Application background and overview of 3-bromo-5-chloropyridine
3-Bromo-5-chloropyridine CAS number 73583-39-8, chemical formula C5H3BrClN. Molecular weight 192.44100. Density 1.736g/cm3, melting point 80-82°C, boiling point 194.7ºC at 760 mmHg, flash point 71.5ºC, refractive index 1.581. 3-Bromo-5-chloropyridine can be used as a pharmaceutical and chemical synthesis intermediate. If 3-bromo-5-chloropyridine is inhaled, move the patient to fresh air; if there is skin contact, take off contaminated clothing, rinse the skin thoroughly with soap and water, and seek medical attention if you feel uncomfortable; if the eyes are clear, In case of contact, separate eyelids, rinse with running water or saline, and seek medical attention immediately; if ingested, rinse mouth immediately, do not induce vomiting, and seek medical attention immediately.

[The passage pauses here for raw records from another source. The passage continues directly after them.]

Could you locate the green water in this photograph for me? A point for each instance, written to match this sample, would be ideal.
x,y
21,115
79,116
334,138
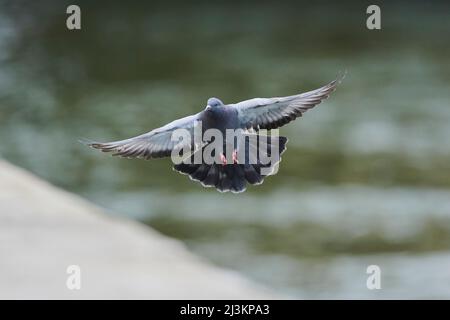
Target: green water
x,y
365,180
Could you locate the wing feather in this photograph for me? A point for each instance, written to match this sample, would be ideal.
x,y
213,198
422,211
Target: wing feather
x,y
154,144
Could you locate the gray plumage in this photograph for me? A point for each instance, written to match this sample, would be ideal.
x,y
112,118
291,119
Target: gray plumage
x,y
255,114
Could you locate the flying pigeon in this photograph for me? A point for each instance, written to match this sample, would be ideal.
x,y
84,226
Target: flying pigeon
x,y
251,116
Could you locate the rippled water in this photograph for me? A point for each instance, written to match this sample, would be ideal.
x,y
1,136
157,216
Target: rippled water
x,y
365,180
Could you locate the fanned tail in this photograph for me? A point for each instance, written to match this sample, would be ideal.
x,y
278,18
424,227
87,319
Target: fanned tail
x,y
234,177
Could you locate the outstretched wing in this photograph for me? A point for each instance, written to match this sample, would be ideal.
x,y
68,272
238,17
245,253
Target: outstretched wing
x,y
154,144
271,113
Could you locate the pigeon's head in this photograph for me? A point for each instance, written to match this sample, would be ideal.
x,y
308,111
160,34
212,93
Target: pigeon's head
x,y
213,104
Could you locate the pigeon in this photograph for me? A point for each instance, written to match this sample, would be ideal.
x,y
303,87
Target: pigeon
x,y
253,117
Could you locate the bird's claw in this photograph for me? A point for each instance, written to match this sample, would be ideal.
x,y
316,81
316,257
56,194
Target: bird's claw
x,y
235,161
223,159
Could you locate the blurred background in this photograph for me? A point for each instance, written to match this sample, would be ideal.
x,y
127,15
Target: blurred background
x,y
365,180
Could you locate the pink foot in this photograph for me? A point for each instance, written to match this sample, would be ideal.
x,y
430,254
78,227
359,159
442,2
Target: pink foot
x,y
223,159
235,161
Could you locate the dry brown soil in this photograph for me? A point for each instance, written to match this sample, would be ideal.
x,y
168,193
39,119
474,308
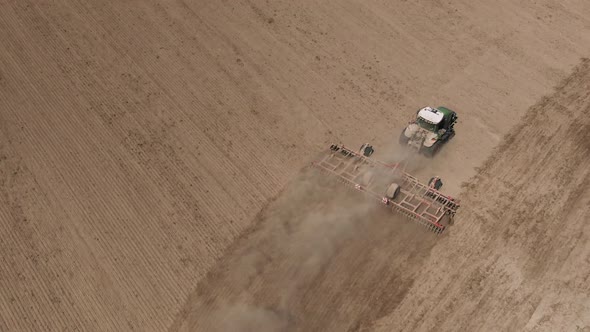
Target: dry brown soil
x,y
142,141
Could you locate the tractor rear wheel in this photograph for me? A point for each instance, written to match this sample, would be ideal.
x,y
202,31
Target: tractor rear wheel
x,y
403,139
432,150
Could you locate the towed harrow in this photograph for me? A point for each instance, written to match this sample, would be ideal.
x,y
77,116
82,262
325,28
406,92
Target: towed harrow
x,y
391,185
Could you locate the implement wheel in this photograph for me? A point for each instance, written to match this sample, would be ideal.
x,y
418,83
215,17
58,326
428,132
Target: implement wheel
x,y
392,191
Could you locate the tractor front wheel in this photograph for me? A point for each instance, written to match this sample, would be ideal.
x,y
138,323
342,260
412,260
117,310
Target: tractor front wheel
x,y
403,139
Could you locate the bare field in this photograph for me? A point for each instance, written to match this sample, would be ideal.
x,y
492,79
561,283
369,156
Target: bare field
x,y
516,258
139,141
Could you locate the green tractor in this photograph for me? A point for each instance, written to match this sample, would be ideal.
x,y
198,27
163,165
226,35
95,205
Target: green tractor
x,y
432,128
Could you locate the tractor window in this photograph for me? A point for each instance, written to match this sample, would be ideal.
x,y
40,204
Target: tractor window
x,y
427,125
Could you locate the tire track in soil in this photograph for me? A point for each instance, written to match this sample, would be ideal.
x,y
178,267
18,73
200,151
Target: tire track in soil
x,y
513,269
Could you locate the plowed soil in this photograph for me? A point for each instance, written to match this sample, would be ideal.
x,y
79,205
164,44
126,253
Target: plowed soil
x,y
151,156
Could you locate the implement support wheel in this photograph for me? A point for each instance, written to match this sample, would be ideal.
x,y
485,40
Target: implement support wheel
x,y
392,191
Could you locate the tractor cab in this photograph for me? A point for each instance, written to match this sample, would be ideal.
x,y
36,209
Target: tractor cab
x,y
430,119
432,128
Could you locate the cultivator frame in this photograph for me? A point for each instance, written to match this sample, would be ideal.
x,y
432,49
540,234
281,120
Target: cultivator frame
x,y
417,201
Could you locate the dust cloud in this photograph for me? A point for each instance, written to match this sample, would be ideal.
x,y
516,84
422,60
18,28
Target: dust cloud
x,y
305,226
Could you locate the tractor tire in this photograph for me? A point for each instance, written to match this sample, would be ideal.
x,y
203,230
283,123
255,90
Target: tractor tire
x,y
392,191
403,140
430,152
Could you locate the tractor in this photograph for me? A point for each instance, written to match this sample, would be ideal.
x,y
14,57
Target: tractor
x,y
432,128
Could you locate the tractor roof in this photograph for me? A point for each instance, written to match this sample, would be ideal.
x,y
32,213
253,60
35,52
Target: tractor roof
x,y
431,114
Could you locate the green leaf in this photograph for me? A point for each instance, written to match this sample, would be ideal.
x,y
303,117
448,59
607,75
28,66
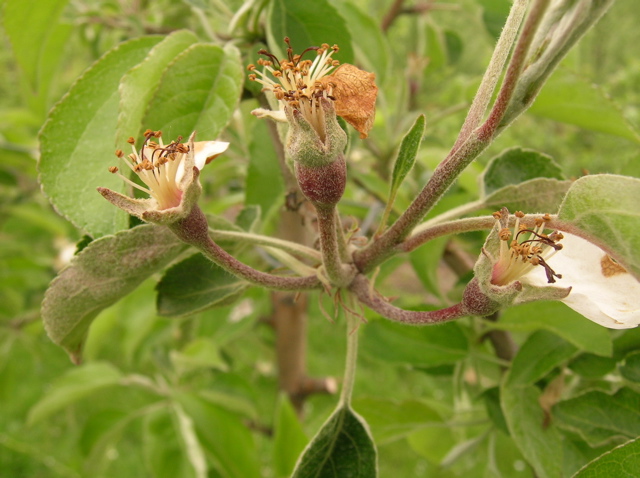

Application structure of 3-bromo-5-chloropyridine
Applications of 3-bromo-5-chloropyridine
3-Bromo-5-chloropyridine can be used as an intermediate for pharmaceutical and chemical synthesis, such as the synthesis of 3-chloropyridine derivatives, using 2,3-dichloropyridine, 3-bromo-5-chloropyridine and 2,5 -Dichloropyridine was used as the starting material, and 14 kinds of 3-chloropyridine derivatives were synthesized through three methods: nucleophilic substitution reaction, Suzuki coupling reaction and Buchwald-Hartwig amination reaction. The product structures were analyzed by 1H NMR and GC. -Identification of MS.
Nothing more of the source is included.